Friday, March 23, 2012

Book Review: Eduardo Corral's Slow Lightning

This review is more high praise than anything else.  I have said it before, but I refuse to waste my energy writing bad reviews.  I prefer to write reviews where I can heap on praise and admiration.  Here is yet another example.  I am certain this review will not influence many people to go buy the book.  In my own way of thinking, Slow Lightning by Eduardo Corral is probably the most anticipated book of poetry in the past several years, and rightly so.  We have all witnessed what talent and integrity amount to in the publication of this book, and that is just the way it is.  However, if you are on the fence about this book, know now I have nothing bad to say about it.  It is about as perfect a book can be, and in my humble estimation the very reason why the Yale Series of Younger Poet may still call itself relevant.

 * * *

Slow Lightning
Eduardo C. Corral
76 pp.,  Yale University Press
forward by Carl Phillips
ISBN: 978-0-300-17893-7

I am probably the quintessential fool for telling any of you about how wonderful Eduardo Corral’s poetry is.  After all, most any of you who are reading this review have known this for years, and we have all been anticipating this book for quite some time.  However, I am going to put effort into something which should need no effort:  Convince you to buy Eduardo’s book, Slow Lightning.  Before starting, I must say my knowledge of Eduardo the poet is far greater than my knowledge of Eduardo’s poetry.  Prior to reading this book, I had only seen a handful of his poems in various on-line journals.  In this telling I can assure you there is something synergistic about reading his book as opposed to reading one or two poems catch-as-catch-can.

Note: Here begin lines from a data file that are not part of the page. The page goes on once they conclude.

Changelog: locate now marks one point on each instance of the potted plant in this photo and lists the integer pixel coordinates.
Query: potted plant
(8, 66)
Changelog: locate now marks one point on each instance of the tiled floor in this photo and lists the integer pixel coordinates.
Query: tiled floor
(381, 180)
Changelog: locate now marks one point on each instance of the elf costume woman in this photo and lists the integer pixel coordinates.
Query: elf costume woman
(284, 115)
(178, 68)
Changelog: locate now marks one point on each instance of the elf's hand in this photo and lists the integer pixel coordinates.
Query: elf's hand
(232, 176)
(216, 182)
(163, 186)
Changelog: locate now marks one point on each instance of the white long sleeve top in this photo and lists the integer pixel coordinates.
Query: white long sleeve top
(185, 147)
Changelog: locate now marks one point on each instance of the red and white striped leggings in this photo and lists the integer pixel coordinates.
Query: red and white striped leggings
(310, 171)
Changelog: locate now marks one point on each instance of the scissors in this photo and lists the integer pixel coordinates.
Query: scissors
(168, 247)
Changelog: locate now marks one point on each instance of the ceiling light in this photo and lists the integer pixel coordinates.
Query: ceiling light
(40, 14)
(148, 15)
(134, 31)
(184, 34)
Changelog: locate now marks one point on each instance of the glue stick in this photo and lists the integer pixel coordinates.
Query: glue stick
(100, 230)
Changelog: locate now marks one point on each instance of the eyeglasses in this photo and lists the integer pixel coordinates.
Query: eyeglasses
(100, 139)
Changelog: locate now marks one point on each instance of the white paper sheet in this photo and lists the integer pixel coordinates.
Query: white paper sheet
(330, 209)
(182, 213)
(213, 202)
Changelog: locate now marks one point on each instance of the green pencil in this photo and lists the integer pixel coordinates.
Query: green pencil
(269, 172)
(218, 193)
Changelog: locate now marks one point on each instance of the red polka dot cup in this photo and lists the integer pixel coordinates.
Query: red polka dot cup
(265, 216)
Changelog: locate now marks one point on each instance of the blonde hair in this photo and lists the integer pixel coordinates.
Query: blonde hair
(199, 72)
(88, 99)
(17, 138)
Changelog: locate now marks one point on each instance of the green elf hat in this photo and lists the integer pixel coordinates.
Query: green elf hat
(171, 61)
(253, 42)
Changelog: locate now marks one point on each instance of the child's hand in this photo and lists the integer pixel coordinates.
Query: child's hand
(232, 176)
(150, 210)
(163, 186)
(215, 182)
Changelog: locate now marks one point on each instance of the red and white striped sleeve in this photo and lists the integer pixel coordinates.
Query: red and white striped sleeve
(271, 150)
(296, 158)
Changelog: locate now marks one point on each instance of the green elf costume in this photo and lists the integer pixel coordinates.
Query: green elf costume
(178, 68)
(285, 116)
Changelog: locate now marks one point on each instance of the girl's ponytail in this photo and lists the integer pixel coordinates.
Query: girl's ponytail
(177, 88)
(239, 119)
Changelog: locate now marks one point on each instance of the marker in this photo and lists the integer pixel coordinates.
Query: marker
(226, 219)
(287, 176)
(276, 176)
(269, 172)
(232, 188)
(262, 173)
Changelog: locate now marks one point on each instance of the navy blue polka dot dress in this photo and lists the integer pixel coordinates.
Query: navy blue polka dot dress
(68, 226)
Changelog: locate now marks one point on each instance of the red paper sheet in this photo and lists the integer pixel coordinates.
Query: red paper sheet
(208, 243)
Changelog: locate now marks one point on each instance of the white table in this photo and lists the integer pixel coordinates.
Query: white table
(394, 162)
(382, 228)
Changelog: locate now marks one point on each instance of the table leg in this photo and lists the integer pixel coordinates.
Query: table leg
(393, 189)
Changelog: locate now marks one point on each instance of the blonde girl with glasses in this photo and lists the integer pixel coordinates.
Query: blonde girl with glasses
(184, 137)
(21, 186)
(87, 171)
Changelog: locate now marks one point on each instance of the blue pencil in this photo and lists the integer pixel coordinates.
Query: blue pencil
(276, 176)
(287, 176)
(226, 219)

My first look at Slow Lightning was sporadic.  I usually thumb through a book before I start reading it seriously.  It gives me a sense of what I am going to be able to expect.  I stopped on occasion, read a poem or two, and then would look at how individual poems are structured.  Normally this gives me a good sense, like I said before, but with Corral’s book, it was no preparation at all.  Oh, I knew his poems were going to slip between English and Spanish, and I knew some poems for formatting were printed on their sides, but those things, if you will allow, are cosmetic.  Important in the final analysis, yes, but cosmetic.  What I am talking about here is language.  I am talking about Corral’s ability to be expansive and terse; formal and informal; elegiac and joyous. 

I wish I could avoid talking about contradictions in this quasi-review.  I wish I could give you a straightforward analysis of the poems and structure of the book, but my saying expansive and terse, elegiac an joyous are only a beginning at best.  I hesitate to say something superficial such as confessional, but these poems are so intimate and personal I find it difficult to ignore their immense presence as I think back on them.  Corral finds the most apt places in his poems to divulge this information, and much of what he reveals is hidden in the context of narration, which belies its significance until you are right on top of it.  By then it is too late.  You can do nothing to prepare yourself and you cannot deflect any of the impact.

On the other end of the spectrum is Corral’s ability to create grand moments of language.  He directly references Frida Kahlo in the title of one poem, but it is in another I see what I take to be connective tissue between Kahlo and Corral’s work.  In the closing lines of “Temple in a Teapot (aqui esta el detalle)” I found this:

Canaries flit from branch to branch in a pear tree

wing bones knitting the blood inside their bodies

into ruby handkerchiefs in the breast pockets

of the handsome men who shoulder her coffin

Corral is not referring directly to Kahlo, but I feel a transcendence of sorts, a transference from the woman in his poem to Frida Kahlo.  I would at least like to believe these lines have some otherworldly connection to the paintings of Kahlo and perhaps, Diego Rivera.

Slow Lightning tells stories, offers powerful imagery, and is supremely confident in its construction and tone.  Part of that must be due to Corral having lived with the manuscript so long, but as far as first books go, there is a maturity which goes far beyond time.  Every page and poem is evidence; each makes the reader more aware of why this book was selected for the Yale Series of Younger Poets.  Looking back, now having read the book in its entirety, I not only see a book worthy of reading again, I also see the announcement of a new voice to be reckoned with within the poetry community.  Having known Eduardo Corral as a poet and now knowing his poetry on a much better level, I look forward to more of that voice with great anticipation.